A Failed Attempt to Improve Misperceived Greatness: The ENHANCE Trial

While it seems that pharmaceutical company sponsors of clinical trials usually end up with results that clearly favor their meds studied in their trial, there are rare exceptions, and Merck and Schering proved that with their disappointing ENHANCE Trial, which many have heard about through the media not long ago. The drugs studied were Vytorin, which was compared with Zocor
Vytorin is a combination med for high cholesterol and contains Merck’s Zocor, which is now generic, and Schering’s Zetia, which works differently than Zocor, which is one of many statin drugs. Both Vytorin and Zetia are co-promoted by Merck and Schering. So, several years ago, an outcomes study was initiated to prove superiority of Vytorin over Zocor. The trial was named the ENHANCE trial, and possibly this trial was initiated because Zocor is generic now, and not a priority from a profit paradigm of its creator.
After several years passed, a disappointment arrived for the sponsors of this trial, which was first brought to the attention of Schering in March of 2007, yet the results existed since the spring of 2006, I believe upon information and belief.
The disappointment is that Vytorin lacked anticipated benefit or superiority over Zocor. Since about 1 million scripts were written for both Vytorin and Zetia every week in 2007, combined with what I believe was about 5 billion in revenue for these two drugs that year, this was a problem for the drug makers, meaning a fear of shareholder reaction. Perhaps for Schering in particular, it was more of a calamity, since over half of their profits and earnings were from these two drugs with Schering, I understand.
Being the responsible corporations both companies are, of course, alterations occurred after such events were discovered that fractured numerous rules and regulations with clinical trials, possibly in illegal and unethical tactics.
The trial sponsors delayed the release of the trial results for secrecy reasons, it has been speculated. Results from the trial existed, yet were not disclosed at the time of their discovery. After several months of possessing these trial results that were only known to the manufacturers, they created or implemented some atrocious tactics to improve the trial’s unimpressive results following the original results of this ENHANCE study. At the end of 2007, the companies changed the primary endpoint of the trial, which is what the results were measured upon during the entire course of the trial. Sort of like sorting cards to make a good hand not dealt to you. Anyway, since their deliberate concealment of these trial results was clearly wrong, to respond to those who asked where the results were actually as they had been anticipated for quite some time, and while such trial manipulation was occurring and results were being kept secret, Schering stated that continued data analysis from the trial results was the etiology for the delay.

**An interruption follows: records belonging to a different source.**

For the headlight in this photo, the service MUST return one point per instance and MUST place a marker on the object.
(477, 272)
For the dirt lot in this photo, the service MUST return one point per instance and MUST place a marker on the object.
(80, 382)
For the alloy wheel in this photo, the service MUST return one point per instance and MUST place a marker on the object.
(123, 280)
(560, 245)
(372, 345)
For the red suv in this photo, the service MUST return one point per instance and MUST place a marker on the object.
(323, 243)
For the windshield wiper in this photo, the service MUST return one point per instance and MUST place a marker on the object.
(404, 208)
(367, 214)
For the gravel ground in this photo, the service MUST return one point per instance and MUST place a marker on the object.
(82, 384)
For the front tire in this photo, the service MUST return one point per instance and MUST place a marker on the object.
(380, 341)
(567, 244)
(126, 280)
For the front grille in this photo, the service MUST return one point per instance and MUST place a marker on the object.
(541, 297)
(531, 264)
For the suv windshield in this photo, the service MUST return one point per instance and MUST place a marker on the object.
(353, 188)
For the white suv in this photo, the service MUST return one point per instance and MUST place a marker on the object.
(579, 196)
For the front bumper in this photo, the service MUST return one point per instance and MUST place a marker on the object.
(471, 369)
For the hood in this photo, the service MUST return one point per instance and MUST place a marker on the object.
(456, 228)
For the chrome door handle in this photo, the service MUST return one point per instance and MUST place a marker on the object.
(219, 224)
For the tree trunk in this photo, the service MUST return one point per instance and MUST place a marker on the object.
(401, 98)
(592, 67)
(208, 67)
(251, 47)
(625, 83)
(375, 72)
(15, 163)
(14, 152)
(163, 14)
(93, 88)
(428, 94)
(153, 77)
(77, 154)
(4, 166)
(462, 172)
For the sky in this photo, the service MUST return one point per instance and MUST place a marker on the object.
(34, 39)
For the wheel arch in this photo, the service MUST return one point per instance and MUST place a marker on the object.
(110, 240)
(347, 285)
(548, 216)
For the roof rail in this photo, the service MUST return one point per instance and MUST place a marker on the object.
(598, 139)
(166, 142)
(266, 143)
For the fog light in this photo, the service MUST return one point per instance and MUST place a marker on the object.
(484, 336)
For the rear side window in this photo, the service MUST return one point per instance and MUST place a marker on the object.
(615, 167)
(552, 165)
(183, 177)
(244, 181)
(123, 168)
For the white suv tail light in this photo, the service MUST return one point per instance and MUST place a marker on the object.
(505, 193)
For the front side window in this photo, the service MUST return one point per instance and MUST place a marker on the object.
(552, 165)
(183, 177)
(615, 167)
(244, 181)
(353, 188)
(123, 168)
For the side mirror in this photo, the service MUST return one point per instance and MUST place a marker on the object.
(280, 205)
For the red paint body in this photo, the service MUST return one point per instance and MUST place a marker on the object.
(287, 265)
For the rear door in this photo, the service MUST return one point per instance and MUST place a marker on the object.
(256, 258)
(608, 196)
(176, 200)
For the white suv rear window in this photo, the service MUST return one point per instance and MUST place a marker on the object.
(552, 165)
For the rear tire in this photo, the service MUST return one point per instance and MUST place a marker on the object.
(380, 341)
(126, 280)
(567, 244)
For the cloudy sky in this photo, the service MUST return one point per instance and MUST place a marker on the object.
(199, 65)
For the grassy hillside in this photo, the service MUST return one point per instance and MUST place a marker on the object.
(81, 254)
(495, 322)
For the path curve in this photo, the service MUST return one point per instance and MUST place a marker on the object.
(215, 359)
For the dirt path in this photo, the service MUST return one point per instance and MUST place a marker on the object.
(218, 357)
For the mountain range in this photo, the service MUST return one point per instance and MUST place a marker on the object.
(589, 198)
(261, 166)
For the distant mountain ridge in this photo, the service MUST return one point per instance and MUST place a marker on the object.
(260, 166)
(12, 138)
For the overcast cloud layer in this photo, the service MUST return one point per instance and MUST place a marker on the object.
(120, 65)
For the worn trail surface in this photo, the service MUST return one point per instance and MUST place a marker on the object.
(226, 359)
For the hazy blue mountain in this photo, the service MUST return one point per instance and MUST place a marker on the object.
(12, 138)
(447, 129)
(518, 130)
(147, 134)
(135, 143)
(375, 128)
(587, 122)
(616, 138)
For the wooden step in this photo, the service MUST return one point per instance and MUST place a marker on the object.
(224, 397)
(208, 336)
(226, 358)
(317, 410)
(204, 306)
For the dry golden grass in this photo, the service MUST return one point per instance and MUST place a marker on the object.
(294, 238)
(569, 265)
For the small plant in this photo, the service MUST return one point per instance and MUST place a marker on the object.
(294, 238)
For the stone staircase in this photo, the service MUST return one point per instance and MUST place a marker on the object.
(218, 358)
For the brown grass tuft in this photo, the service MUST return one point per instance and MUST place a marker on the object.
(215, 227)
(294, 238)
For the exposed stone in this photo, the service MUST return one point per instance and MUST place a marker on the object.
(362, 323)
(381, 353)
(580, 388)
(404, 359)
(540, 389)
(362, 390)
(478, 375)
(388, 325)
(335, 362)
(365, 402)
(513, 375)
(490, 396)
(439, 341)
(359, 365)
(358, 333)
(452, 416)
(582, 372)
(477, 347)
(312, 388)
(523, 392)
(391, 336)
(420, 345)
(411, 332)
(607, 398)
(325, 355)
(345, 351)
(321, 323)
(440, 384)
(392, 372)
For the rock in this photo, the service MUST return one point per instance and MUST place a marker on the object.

With clinical trials, case report forms are used to record data from the trials, and are created in a manner where further analysis is not normally necessary, as such forms are quite clear and often not subject to interpretation as implied by the trial sponsors, one could conclude. So at the end of 2007, both Merck and Schering got the attention of relevant government officials who contacted both companies regarding this ENHANCE trial due to such suspicions on the facts known and presented, and an investigation began into the activities of both companies regarding this trial at that point.
This became a catalyst for the ENHANCE trial results to be finally released at the beginning of 2008, which caught the attention of major media organizations, as expected. In the spring of 2008, a very large cardiology meeting was held, where the audience was told, I understand, to stick with statins due to this trial’s lack of outcomes for Vytorin, when the ENHANCE trial was discussed at this meeting. Furthermore, it has been said that a cardiologist at this meeting also suggested that a moratorium should occur with the utilization of Vytorin by prescribers, since statins are much less expensive, and are highly regarded, as they have been available for a couple of decades, starting with Mevacor in the 1980s. Of course and as expected, Merck and Schering were not pleased, nor were they surprised at the review of Vytorin at this particular meeting. The following month after this cardiology meeting, Schering’s earnings dropped by 48 percent, as I recall. Also during much of this year, Schering in particular blamed the media for amplifying the situation regarding the ENHANCE trial.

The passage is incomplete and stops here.